Tracy A. Scott, 48, is charged in 4th District Court with first-degree felony murder for fatally shooting 45-year-old Teresa Scott on March 23, 2013.

Both boys testified their parents had a rocky relationship.

Both said they feared their mother was dead when they heard from a neighbor there had been a shooting.

And both said they were angry at their father, who has been in jail and whom — until Thursday — they had not seen since the shooting.

Thayne Scott, 18, described an argument his parents had last year over how to spend their tax returns. Tracy Scott wanted to buy a new weapon, but Teresa Scott wanted to spend it on the roof.

His dad yelled and screamed at his mom, Thayne Scott said, noting that his mother was "not as mad as he would get."

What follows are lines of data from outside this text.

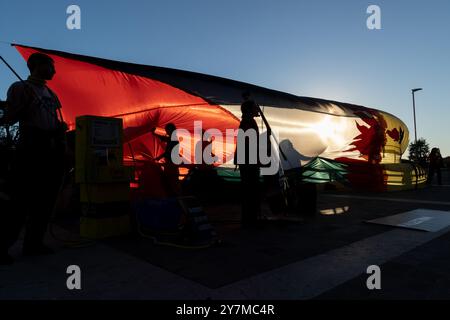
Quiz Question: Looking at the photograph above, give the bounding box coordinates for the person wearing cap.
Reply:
[235,92,261,228]
[0,53,67,264]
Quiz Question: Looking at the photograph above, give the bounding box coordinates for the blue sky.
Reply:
[0,0,450,156]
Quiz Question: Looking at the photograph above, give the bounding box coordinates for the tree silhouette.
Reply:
[409,138,430,165]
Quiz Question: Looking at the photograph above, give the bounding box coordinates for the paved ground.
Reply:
[0,169,450,299]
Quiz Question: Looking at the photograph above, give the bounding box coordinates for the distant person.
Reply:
[0,53,67,264]
[151,123,181,196]
[235,92,261,228]
[428,148,444,185]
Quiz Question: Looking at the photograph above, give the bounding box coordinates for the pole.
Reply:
[412,90,417,144]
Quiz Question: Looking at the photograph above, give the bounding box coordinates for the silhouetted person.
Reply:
[0,53,67,263]
[235,92,261,227]
[428,148,443,185]
[151,123,180,196]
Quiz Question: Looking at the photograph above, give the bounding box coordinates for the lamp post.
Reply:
[411,88,423,143]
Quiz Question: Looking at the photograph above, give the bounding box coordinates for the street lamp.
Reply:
[411,88,423,143]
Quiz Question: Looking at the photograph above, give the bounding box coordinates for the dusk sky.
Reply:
[0,0,450,156]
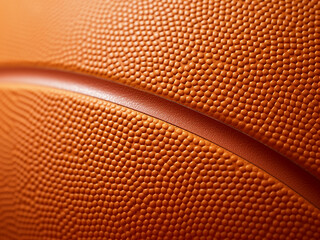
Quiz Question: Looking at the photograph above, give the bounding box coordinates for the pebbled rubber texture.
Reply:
[0,84,320,240]
[0,0,320,177]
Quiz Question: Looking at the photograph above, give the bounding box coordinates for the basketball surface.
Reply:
[0,0,320,240]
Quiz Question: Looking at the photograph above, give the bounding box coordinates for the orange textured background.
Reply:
[0,0,320,177]
[0,85,320,240]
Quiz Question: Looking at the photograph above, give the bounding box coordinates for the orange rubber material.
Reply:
[0,0,320,177]
[0,84,320,240]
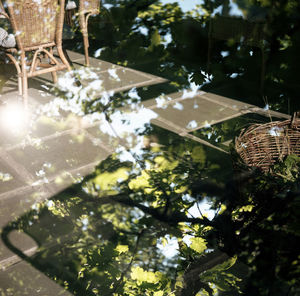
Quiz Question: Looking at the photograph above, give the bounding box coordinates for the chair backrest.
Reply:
[6,0,65,49]
[79,0,100,14]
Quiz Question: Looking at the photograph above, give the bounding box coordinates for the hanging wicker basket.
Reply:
[235,112,300,172]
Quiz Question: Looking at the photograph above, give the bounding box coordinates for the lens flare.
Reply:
[0,103,28,134]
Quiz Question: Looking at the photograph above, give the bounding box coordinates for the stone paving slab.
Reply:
[0,261,71,296]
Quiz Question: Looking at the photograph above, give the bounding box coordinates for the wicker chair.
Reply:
[0,0,71,106]
[79,0,100,66]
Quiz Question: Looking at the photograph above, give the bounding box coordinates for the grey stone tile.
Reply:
[153,96,238,130]
[0,261,71,296]
[9,132,107,181]
[0,159,26,195]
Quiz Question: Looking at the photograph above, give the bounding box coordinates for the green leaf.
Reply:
[190,237,206,253]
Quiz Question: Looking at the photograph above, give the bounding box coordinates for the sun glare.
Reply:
[0,103,28,133]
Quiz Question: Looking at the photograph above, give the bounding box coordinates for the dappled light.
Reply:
[0,0,300,296]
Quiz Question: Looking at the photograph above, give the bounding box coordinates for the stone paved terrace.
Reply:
[0,52,286,296]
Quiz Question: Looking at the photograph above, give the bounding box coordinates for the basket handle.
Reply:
[291,111,300,130]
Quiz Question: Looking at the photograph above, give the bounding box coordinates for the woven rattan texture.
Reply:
[8,0,58,48]
[79,0,100,14]
[235,115,300,172]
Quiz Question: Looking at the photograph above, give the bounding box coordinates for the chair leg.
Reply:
[57,46,72,71]
[79,13,90,66]
[21,53,28,109]
[50,47,57,83]
[83,32,90,66]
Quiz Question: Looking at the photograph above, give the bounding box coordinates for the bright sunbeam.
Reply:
[0,103,28,133]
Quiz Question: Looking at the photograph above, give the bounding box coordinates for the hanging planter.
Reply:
[235,112,300,172]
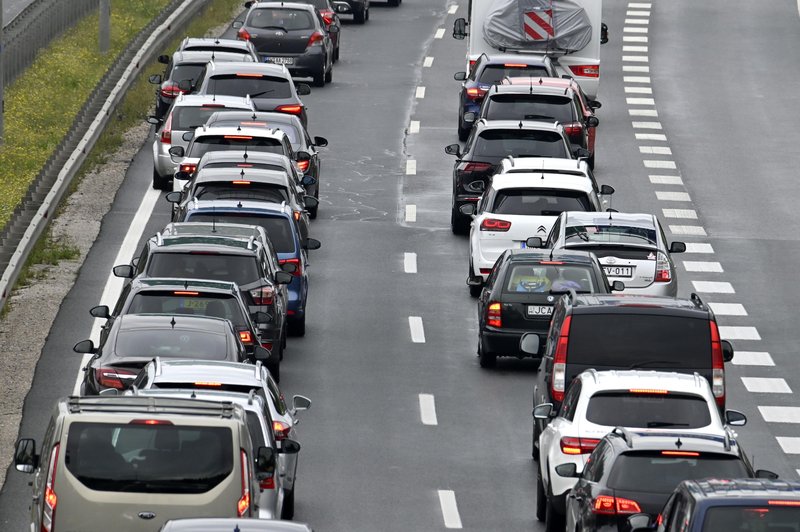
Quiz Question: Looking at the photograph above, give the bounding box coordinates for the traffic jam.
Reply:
[6,0,800,532]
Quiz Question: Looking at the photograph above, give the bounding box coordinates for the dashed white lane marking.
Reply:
[408,316,425,344]
[683,260,723,273]
[719,325,761,340]
[439,490,463,528]
[692,281,736,294]
[419,393,439,425]
[708,303,747,316]
[406,205,417,222]
[731,351,775,366]
[742,377,792,393]
[403,253,417,273]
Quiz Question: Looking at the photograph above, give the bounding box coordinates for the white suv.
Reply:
[533,369,747,521]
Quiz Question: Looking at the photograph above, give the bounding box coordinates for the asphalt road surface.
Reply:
[0,0,800,532]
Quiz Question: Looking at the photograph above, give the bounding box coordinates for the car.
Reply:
[206,110,328,216]
[179,200,320,336]
[445,120,584,234]
[147,94,255,190]
[627,478,800,532]
[234,2,339,87]
[544,212,686,297]
[453,54,558,141]
[197,63,311,128]
[533,294,733,420]
[556,427,776,530]
[14,396,284,532]
[532,369,747,528]
[476,77,600,168]
[133,358,311,506]
[149,51,253,119]
[470,249,622,368]
[113,230,293,360]
[460,173,614,286]
[89,278,280,375]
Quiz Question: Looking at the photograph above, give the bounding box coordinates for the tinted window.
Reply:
[64,422,233,493]
[492,188,591,216]
[586,392,711,429]
[568,313,711,369]
[608,451,750,493]
[472,129,572,159]
[147,252,260,286]
[482,94,577,123]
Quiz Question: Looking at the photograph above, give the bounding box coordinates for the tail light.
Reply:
[569,65,600,78]
[481,218,511,233]
[42,443,61,532]
[550,316,572,402]
[94,366,136,390]
[708,320,725,406]
[250,286,275,305]
[236,449,250,517]
[486,301,503,329]
[592,495,642,515]
[561,436,600,455]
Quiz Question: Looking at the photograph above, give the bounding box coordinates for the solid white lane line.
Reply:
[692,281,736,294]
[403,253,417,273]
[419,393,439,425]
[439,490,463,528]
[731,350,775,366]
[408,316,425,344]
[742,377,792,393]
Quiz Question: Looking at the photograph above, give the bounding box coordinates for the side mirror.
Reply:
[725,410,747,427]
[111,264,133,279]
[89,305,111,320]
[519,333,539,355]
[14,438,39,473]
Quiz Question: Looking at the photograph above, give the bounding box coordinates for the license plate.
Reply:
[528,305,553,316]
[603,266,633,277]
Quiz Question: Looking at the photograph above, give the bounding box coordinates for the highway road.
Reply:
[0,0,800,532]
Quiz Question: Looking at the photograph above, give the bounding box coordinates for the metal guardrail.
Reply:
[0,0,210,310]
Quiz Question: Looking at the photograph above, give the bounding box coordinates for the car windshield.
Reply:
[608,449,751,494]
[147,252,261,286]
[481,94,578,123]
[127,288,248,327]
[471,129,572,159]
[505,263,597,294]
[206,74,292,99]
[64,419,233,493]
[491,188,592,216]
[586,391,711,429]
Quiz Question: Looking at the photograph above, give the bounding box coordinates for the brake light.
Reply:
[42,443,61,532]
[481,218,511,232]
[569,65,600,78]
[486,301,503,329]
[550,316,572,402]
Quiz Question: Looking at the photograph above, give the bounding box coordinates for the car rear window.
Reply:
[147,252,261,286]
[206,73,292,99]
[608,451,750,494]
[482,94,578,123]
[127,288,248,327]
[471,129,572,159]
[504,264,597,294]
[586,392,711,429]
[567,313,711,369]
[64,422,233,493]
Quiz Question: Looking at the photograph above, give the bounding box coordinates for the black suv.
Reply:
[533,294,733,424]
[628,478,800,532]
[556,428,777,531]
[476,249,624,367]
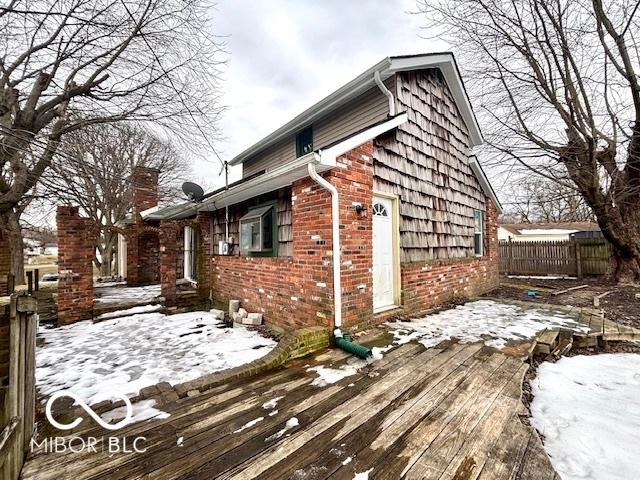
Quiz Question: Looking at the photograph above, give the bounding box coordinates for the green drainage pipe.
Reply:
[335,331,371,359]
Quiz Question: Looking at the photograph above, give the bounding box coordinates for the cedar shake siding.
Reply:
[374,69,485,263]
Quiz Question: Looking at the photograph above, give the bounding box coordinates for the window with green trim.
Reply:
[296,126,313,158]
[240,205,278,257]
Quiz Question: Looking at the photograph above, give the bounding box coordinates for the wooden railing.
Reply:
[500,238,611,277]
[0,294,38,480]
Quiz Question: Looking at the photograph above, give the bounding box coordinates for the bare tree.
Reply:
[504,177,595,223]
[43,124,189,276]
[419,0,640,281]
[0,0,221,281]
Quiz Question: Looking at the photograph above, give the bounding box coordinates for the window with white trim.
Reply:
[473,210,484,257]
[184,227,198,282]
[240,205,277,256]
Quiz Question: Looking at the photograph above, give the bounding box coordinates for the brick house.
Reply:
[57,53,501,329]
[128,53,501,328]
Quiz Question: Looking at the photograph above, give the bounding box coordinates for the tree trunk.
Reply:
[594,198,640,283]
[0,210,25,285]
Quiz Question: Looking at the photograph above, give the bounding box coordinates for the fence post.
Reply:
[0,294,38,480]
[573,237,582,278]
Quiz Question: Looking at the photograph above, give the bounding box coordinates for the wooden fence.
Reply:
[500,238,611,277]
[0,294,38,480]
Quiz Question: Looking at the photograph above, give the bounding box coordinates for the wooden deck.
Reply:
[23,343,558,480]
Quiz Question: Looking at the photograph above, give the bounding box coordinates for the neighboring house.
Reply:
[58,53,501,329]
[498,222,602,242]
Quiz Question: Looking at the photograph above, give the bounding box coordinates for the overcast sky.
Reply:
[194,0,447,187]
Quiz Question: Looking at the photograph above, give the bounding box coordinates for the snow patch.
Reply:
[233,417,264,433]
[531,353,640,480]
[520,228,578,235]
[96,304,162,321]
[387,300,589,349]
[93,284,160,304]
[36,312,276,405]
[265,417,300,442]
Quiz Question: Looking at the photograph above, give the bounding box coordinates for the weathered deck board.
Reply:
[23,343,555,480]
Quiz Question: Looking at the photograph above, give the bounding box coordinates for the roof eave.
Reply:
[229,57,391,165]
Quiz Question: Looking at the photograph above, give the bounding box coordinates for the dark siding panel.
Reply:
[242,82,393,177]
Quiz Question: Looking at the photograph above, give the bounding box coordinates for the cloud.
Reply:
[194,0,446,185]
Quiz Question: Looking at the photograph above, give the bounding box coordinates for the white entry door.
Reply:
[372,196,395,310]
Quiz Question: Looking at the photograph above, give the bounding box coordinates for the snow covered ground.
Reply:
[531,353,640,480]
[36,312,276,405]
[387,300,589,348]
[94,283,160,304]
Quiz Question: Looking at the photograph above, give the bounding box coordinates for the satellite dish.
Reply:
[182,182,204,202]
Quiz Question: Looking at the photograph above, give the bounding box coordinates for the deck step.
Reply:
[535,330,559,353]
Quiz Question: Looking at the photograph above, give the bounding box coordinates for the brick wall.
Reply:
[56,206,96,324]
[125,228,160,286]
[131,167,160,215]
[0,230,11,297]
[211,143,498,329]
[160,221,181,307]
[211,142,373,329]
[401,198,499,314]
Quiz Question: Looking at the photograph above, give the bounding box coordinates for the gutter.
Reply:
[307,161,342,334]
[373,70,396,117]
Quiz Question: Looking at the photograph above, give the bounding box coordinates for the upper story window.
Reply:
[473,210,484,257]
[296,126,313,158]
[240,205,275,253]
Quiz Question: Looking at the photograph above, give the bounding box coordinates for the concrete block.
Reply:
[229,300,240,317]
[242,313,262,325]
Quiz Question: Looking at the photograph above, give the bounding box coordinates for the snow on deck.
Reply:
[36,312,276,405]
[531,353,640,480]
[94,283,160,304]
[387,300,589,348]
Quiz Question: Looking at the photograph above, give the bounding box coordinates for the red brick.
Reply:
[56,206,97,324]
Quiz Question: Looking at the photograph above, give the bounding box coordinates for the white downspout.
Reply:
[373,71,396,117]
[308,162,342,336]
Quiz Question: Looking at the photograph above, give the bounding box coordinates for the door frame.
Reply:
[371,190,402,313]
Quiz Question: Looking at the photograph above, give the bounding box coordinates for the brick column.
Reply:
[125,225,140,287]
[196,212,213,299]
[0,230,11,297]
[160,221,180,307]
[56,206,95,325]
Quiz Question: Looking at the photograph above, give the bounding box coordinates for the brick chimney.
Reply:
[132,167,160,214]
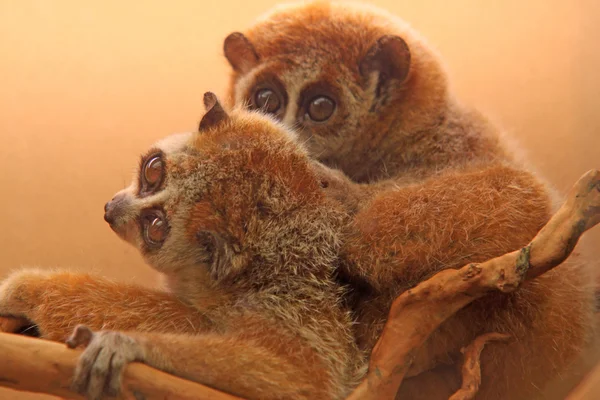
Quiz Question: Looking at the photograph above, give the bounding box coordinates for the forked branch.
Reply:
[348,170,600,400]
[0,171,600,400]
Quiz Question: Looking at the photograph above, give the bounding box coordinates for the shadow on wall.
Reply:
[0,0,600,398]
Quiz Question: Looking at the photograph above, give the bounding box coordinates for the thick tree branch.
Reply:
[0,330,241,400]
[0,171,600,400]
[348,170,600,400]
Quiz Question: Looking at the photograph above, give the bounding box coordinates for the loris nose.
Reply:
[104,193,125,225]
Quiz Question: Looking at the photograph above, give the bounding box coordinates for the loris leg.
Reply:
[344,165,551,294]
[0,270,207,341]
[348,166,594,400]
[67,321,340,399]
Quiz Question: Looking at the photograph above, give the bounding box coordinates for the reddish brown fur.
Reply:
[0,104,365,399]
[225,1,593,399]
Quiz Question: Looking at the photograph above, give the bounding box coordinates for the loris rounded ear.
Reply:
[223,32,258,73]
[359,35,410,86]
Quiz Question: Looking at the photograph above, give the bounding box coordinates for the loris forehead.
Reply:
[246,2,402,65]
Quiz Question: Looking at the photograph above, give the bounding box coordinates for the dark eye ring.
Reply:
[141,210,169,247]
[253,88,282,114]
[306,96,336,122]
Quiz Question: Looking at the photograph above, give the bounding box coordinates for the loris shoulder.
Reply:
[224,1,510,182]
[0,93,365,399]
[224,1,594,399]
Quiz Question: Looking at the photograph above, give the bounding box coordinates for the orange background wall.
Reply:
[0,0,600,399]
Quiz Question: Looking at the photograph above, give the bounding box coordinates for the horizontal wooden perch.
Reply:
[0,333,241,400]
[0,171,600,400]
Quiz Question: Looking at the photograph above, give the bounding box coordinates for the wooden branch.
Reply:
[449,332,510,400]
[348,170,600,400]
[0,171,600,400]
[0,333,241,400]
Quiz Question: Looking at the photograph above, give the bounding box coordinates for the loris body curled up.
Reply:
[0,93,364,399]
[224,1,594,399]
[0,90,596,399]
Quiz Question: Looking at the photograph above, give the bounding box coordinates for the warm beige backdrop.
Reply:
[0,0,600,399]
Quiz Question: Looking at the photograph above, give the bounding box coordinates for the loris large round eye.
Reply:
[254,89,281,114]
[306,96,335,122]
[144,156,163,186]
[142,210,169,247]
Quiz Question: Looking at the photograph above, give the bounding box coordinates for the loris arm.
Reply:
[0,269,208,341]
[67,321,338,399]
[344,165,551,290]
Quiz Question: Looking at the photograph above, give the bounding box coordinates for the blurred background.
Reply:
[0,0,600,399]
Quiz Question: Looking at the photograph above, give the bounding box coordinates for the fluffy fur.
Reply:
[0,96,364,399]
[224,1,593,399]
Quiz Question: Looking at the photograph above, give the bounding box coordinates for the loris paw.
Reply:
[66,325,144,400]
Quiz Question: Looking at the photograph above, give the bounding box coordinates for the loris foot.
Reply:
[66,325,144,400]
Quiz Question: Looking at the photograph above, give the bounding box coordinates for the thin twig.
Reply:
[449,332,510,400]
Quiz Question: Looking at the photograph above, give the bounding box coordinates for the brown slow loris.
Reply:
[0,93,365,399]
[0,91,587,398]
[224,1,594,399]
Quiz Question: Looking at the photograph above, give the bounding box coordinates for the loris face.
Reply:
[224,2,444,181]
[104,133,211,270]
[104,93,323,280]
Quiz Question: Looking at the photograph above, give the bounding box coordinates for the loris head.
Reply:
[224,1,447,178]
[105,93,340,281]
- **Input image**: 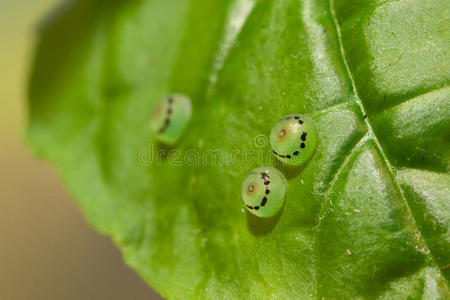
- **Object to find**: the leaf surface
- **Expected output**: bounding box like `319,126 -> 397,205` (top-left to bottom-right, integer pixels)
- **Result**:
28,0 -> 450,299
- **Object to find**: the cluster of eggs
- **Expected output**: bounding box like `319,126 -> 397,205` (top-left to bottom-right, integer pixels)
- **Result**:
151,94 -> 318,218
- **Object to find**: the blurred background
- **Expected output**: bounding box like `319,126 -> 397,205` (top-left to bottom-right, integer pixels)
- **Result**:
0,0 -> 161,300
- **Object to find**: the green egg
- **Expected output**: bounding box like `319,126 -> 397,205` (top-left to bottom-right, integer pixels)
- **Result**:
241,167 -> 286,218
151,94 -> 191,145
270,114 -> 318,166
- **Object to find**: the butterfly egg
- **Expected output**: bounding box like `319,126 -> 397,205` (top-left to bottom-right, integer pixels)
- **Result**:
241,167 -> 286,218
270,114 -> 318,165
151,94 -> 191,145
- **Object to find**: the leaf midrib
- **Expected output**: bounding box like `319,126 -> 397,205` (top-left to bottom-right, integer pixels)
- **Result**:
324,0 -> 448,282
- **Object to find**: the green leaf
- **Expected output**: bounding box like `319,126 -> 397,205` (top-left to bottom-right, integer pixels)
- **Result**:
28,0 -> 450,299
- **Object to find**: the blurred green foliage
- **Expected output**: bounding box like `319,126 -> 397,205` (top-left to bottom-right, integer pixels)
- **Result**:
29,0 -> 450,299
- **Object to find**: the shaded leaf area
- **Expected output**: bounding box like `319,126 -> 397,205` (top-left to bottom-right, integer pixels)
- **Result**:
28,0 -> 450,299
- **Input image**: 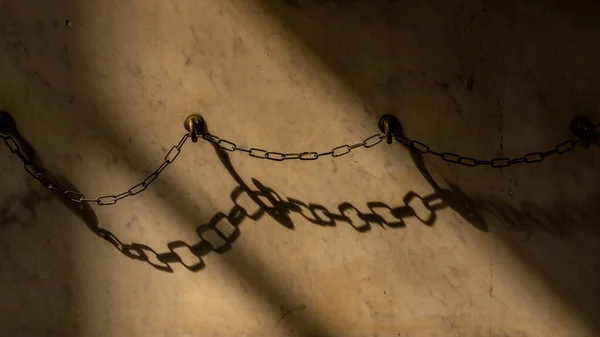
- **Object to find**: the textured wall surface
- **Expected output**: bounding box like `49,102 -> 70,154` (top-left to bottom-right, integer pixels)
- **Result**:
0,0 -> 600,337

The family was going to a Christmas party two or three years ago, when someone remembered the garage door was not closed. That resulted in a fight in which his father punched his mother in the stomach, Thayne said, and the man was arrested on suspicion of domestic violence.

Thayne Scott said he never saw his mother physically assault his dad.

The son said during cross-examination by defense attorney Richard Gale that the fighting on the day his mother died was more contentious than normal.

Tyson Scott, 14, testified that his dad tried to hit his mom with their Dodge Durango a few years ago.

Closing arguments in the week-long trial are expected to begin Friday morning, at which time Judge David Mortensen will instruct the jury to consider "extreme emotional distress" as a mitigating factor during their deliberations.

Gale hopes the jury will convict Scott of the lesser crime of second-degree felony manslaughter, under the theory that Scott was not in his right mind at the time of the shooting.

On Wednesday, Tracy Scott testified how he stood in front of his wife and shot her.

"I snapped," Scott testified. "I just seen red. I went storming in [to the bedroom], she's laying on the bed, and she's got her cellphone [camera] pointed at me."

Scott testified that he reached down, grabbed a gun off the floor, cocked it and fired.

On the witness stand, Tracy Scott was emotional, his body racked with sobs. But his voice was flat and calm when he called dispatchers and told them his wife was dead.

Describing his 19-year marriage, Tracy Scott said: "We were two peas in a pod. ... We loved each other."

But Scott also said constant fights and bickering marred the relationship.

"It was bad," he said of their fights in the days before his wife's death. "It was get in your face, yell, scream at each other. Spit flying. It was a lot, lot worse [than it had ever been]."